Though the social barriers of race and gender were largely overcome during the last U.S. presidential campaign, religious affiliation (in this case, the Church of Jesus Christ of Latter-day Saints, or Mormonism) is still a significant hurdle, according to a new study by University of Notre Dame Political Science Professor David Campbell and colleagues from Brigham Young University and the University of Akron.
Campbell also is co-author of “American Grace: How Religion Divides and Unites Us,” (Simon and Schuster, 2010).
A “stained glass ceiling” — one that John F. Kennedy famously shattered in 1960 — may still be an obstacle to Mitt Romney’s 2012 bid for the White House, just as it was for his 2008 presidential aspirations, according to the study, published today in the journal “Political Behavior.”
To many voters, Mormonism remains unpopular and mysterious because of the relative social insularity of the group — that is, followers are most likely to marry within their religion and have the fewest friends and family members outside of the faith. The lack of social contact means that most people have little personal knowledge and experience with Mormons, and are thus susceptible to persuasion by negative information about the group in question.

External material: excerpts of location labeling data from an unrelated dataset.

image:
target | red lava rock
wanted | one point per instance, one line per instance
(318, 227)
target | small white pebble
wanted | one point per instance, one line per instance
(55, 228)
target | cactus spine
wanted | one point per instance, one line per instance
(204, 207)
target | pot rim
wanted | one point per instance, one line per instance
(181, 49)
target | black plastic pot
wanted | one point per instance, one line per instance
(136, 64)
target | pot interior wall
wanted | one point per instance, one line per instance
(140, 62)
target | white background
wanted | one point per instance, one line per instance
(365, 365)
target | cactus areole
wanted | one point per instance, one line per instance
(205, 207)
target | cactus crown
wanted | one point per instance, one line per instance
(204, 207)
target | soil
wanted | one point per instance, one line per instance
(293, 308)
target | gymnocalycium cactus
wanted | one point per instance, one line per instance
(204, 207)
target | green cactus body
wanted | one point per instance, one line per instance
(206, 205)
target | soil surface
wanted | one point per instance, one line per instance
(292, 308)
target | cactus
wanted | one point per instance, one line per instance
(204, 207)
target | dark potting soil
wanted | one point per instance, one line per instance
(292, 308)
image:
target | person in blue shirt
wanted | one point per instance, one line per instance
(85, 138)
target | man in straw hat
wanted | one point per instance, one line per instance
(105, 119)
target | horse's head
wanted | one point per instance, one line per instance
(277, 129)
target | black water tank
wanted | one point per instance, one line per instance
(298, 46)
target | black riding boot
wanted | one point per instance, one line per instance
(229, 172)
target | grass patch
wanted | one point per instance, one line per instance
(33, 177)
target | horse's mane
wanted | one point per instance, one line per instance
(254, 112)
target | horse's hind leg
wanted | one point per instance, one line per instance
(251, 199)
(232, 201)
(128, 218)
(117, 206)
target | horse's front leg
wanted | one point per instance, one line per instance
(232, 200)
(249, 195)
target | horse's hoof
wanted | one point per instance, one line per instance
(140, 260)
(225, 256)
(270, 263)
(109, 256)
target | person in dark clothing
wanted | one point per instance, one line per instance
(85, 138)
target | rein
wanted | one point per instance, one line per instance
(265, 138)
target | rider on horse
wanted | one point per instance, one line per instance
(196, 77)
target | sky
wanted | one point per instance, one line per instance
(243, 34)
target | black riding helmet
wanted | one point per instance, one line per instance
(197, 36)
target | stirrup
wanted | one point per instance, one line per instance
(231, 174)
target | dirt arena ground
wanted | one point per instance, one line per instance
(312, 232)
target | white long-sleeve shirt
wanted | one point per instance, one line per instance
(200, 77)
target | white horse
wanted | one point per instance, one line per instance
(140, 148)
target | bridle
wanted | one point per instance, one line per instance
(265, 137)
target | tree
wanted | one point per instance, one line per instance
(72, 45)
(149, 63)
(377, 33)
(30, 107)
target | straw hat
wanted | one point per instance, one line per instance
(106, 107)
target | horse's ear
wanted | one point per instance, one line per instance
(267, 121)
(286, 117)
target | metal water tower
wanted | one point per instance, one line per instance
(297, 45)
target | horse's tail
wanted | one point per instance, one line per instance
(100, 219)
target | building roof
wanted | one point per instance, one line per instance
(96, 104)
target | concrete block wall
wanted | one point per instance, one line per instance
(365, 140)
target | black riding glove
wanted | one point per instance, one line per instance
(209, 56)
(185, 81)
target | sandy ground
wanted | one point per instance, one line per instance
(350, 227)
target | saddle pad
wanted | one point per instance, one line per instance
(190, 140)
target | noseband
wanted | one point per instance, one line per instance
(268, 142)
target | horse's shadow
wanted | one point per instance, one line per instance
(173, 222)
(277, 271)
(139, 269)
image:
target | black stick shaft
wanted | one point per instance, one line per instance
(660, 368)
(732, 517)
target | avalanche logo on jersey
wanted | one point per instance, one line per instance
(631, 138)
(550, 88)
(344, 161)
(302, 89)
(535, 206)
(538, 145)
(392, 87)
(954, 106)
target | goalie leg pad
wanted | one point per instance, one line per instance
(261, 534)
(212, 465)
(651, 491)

Campbell and his colleagues conclude that Romney’s religion is likely to remain a potential stumbling block in 2012 unless public attitudes toward Mormons change. Such changes have occurred in the past, as with Kennedy and Catholicism in 1960.

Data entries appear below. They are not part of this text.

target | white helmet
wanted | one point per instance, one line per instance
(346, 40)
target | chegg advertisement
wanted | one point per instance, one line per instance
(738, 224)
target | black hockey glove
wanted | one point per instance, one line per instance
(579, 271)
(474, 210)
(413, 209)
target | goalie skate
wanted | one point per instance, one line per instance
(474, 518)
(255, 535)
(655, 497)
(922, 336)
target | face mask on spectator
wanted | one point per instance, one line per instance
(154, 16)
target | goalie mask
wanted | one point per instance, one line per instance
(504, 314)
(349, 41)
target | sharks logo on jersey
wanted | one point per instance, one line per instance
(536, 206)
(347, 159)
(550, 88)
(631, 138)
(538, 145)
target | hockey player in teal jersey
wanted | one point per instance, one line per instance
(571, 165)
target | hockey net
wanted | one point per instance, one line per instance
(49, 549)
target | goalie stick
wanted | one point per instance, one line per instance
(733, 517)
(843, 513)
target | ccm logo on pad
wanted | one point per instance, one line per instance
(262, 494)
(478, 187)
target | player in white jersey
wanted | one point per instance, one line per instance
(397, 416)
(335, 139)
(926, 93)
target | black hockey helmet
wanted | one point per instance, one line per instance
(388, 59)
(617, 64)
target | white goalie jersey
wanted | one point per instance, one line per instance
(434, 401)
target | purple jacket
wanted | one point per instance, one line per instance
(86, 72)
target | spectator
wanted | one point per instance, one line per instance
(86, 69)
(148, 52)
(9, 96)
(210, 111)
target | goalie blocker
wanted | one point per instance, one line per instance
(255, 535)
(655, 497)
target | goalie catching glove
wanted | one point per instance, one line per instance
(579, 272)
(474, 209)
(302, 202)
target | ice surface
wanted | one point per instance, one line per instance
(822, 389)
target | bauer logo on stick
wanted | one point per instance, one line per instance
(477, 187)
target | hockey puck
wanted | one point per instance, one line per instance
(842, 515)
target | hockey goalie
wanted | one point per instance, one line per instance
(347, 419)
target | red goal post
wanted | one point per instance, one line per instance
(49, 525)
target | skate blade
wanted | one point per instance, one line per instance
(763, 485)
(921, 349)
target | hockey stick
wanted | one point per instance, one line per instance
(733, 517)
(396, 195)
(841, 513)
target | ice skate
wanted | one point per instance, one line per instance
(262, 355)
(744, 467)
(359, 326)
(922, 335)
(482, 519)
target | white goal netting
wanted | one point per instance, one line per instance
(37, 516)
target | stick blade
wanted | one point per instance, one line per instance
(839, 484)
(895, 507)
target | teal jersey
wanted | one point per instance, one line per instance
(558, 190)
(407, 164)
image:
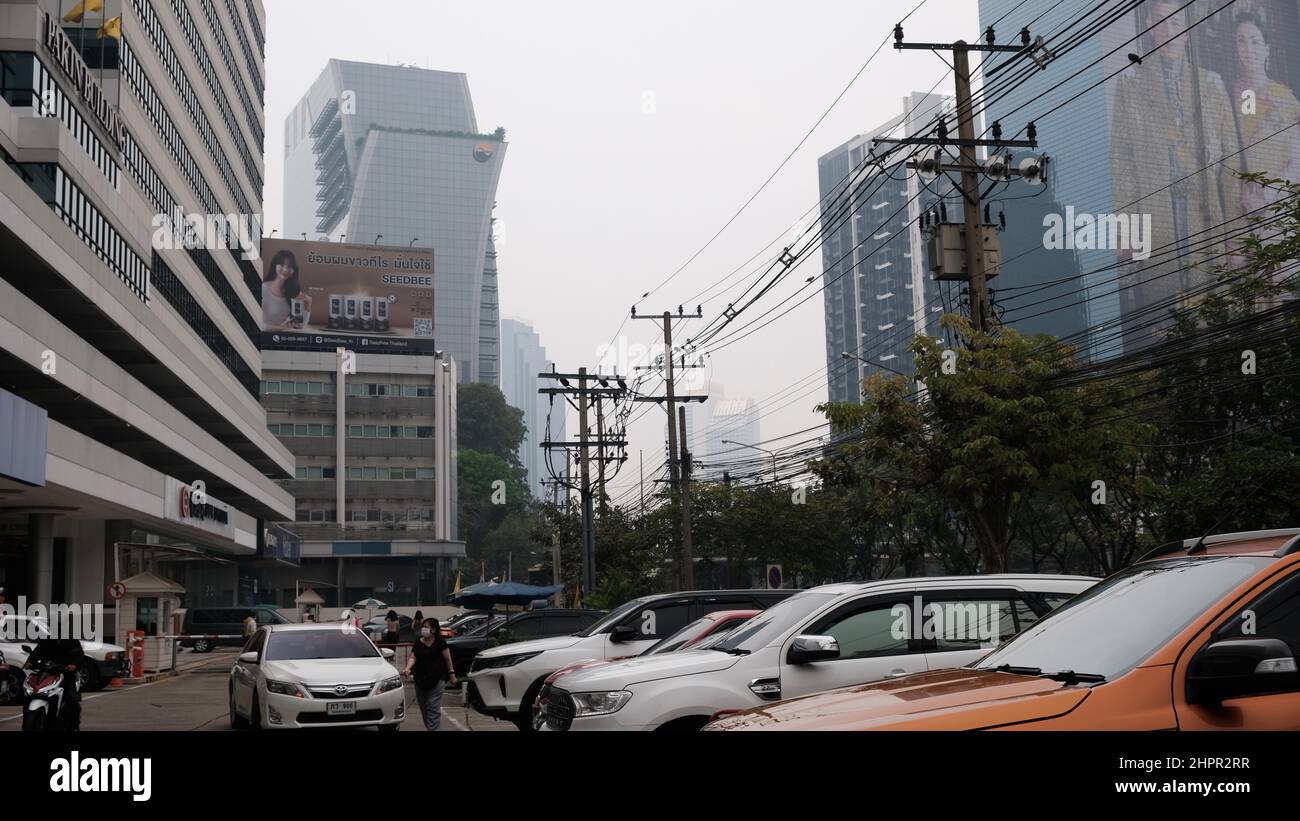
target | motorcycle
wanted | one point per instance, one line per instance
(44, 699)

“In 1960, John F. Kennedy famously said, ‘For while this year it may be a Catholic against whom the finger of suspicion is pointed, in other years it has been — and may someday be again — a Jew, or a Quaker, or a Unitarian, or a Baptist,’” Campbell says. “In 2012, we can add ‘Mormon’ to that list. However, our research shows that ‘the finger of suspicion’ can be overcome through meaningful relationships between Mormons and their non-Mormon neighbors, co-workers, friends and family members.”
Previous research suggests that sustained contact across religious boundaries — interreligious bridging — fosters religious tolerance in the political sphere. This study, however, takes that one step further by showing that passing contact with a religious out-group can exacerbate unease with that group, at least as it applies to electoral politics. Furthermore, this analysis underscores that campaign information does not circulate in a vacuum. The impact of the framing and counter-framing of Mormonism depends on a voter’s personal experience with Mormons.